Wśród podmiotów biorących udział w realizacji zwłaszcza dużych zamówień coraz częstsze są przypadki nieuregulowania lub znacznie spóźnionego regulowania należności podwykonawców. Taka sytuacja prowadzi do zatorów płatniczych, których skutki najmocniej odczuwają mali i średni przedsiębiorcy, dla których brak płatności z dużego kontraktu lub zwłoka w zapłacie oznacza przeważnie konieczność postawienia firmy w stan upadłości.
Powodowało to nie tylko upadłości czy likwidacje całych firm, ale bezpośrednio skutkowało również znacznymi opóźnieniami w realizacji istotnych z punktu widzenia społecznego kontraktów autostradowych i na budowę ważnych infrastrukturalnie obiektów. Skutki takich wydarzeń np. w postaci nakładania kar umownych z tytułu nieterminowej realizacji odczuwali również generalni wykonawcy zamówień. Bezpośrednią konsekwencją powyższego było powodowane strachem o utrzymanie płynności finansowej stopniowe wycofywanie się kolejnych podmiotów z procedur zamówieniowych, zmniejszenie ich konkurencyjności i tym samym zwiększenie cen ofertowych oraz obniżenie jakości udzielanych i zrealizowanych zamówień.
Podwykonawcy łatwiej odzyskają należne wynagrodzenie
Pozytywnie ocenić należy fakt, że po wejściu w życie nowelizacji jako umowy podwykonawcze klasyfikowane są wyłącznie kontrakty, których bezpośredni rezultat będzie stanowił jednocześnie wykonanie fragmentu umowy w sprawie zamówienia publicznego. Z zakresu pojęcia „podwykonawstwo" wykluczono więc te umowy, których wynik nie podlega następnie odbiorowi przez zamawiającego i ocenie w zakresie należytego wykonania. Jednoznaczne określenie zakresu podmiotowego podwykonawstwa powinno pozwolić na realne określenie jego kosztów, a co za tym idzie rzeczową wycenę ofert.
Rozszerzeniu ulegną informacje umieszczane w specyfikacji istotnych warunków zamówienia (SIWZ), w szczególności poprzez dopuszczenie możliwości zastrzeżenia przez zamawiających (przy zachowaniu określonych i przewidzianych ustawą okoliczności) wykonania określonej części zamówienia przez samego wykonawcę. Chodzi w szczególności o kluczowe części zamówienia w zakresie usług i robót budowlanych bądź też prac związanych z rozmieszczaniem i instalacją w ramach realizacji zamówienia na dostawy.

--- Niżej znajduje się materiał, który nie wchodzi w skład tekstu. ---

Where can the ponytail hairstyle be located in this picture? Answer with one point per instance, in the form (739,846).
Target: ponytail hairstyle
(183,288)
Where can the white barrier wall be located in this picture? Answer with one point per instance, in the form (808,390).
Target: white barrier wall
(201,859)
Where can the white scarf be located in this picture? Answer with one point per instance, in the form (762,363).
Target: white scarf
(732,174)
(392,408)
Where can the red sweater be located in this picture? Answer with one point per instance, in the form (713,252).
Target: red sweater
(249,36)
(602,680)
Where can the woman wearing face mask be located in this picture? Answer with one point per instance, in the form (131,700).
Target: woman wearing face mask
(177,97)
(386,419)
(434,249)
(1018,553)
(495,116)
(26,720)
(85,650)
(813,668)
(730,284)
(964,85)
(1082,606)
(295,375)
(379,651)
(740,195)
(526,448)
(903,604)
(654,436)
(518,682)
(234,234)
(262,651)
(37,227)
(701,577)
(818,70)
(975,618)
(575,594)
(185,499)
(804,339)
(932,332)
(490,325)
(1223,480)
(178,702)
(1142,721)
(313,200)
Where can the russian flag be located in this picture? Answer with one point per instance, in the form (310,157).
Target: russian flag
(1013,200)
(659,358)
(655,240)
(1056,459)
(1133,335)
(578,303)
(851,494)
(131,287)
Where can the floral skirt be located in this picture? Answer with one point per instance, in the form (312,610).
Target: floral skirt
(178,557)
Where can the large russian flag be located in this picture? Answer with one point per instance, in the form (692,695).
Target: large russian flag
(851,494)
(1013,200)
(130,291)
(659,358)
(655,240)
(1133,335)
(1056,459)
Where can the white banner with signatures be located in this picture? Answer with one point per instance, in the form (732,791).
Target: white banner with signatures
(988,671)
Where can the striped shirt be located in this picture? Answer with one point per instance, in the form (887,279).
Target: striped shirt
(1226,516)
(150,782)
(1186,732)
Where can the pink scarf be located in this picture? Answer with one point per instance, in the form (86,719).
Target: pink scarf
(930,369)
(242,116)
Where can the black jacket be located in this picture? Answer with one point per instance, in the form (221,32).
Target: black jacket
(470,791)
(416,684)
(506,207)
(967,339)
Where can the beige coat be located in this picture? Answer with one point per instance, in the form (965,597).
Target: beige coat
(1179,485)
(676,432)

Nowelizacja przewiduje możliwość zmiany podwykonawcy lub rezygnacji z podwykonawstwa, w tym także w zakresie podmiotu, na którego zasoby wykonawca powoływał się przy ubieganiu o udzielenie zamówienia. W takim wypadku wykonawca będzie zobowiązany do wykazania zamawiającemu, że on sam lub inny podmiot potwierdza spełnianie warunków udziału w postępowaniu, w co najmniej równym stopniu, co podwykonawca, z którego usług zrezygnowano. Takie rozwiązanie znacznie ułatwi możliwość rezygnacji z usług nierzetelnych partnerów i tym samym pozytywnie wpłynie na jakość i terminowość wykonania zamówień.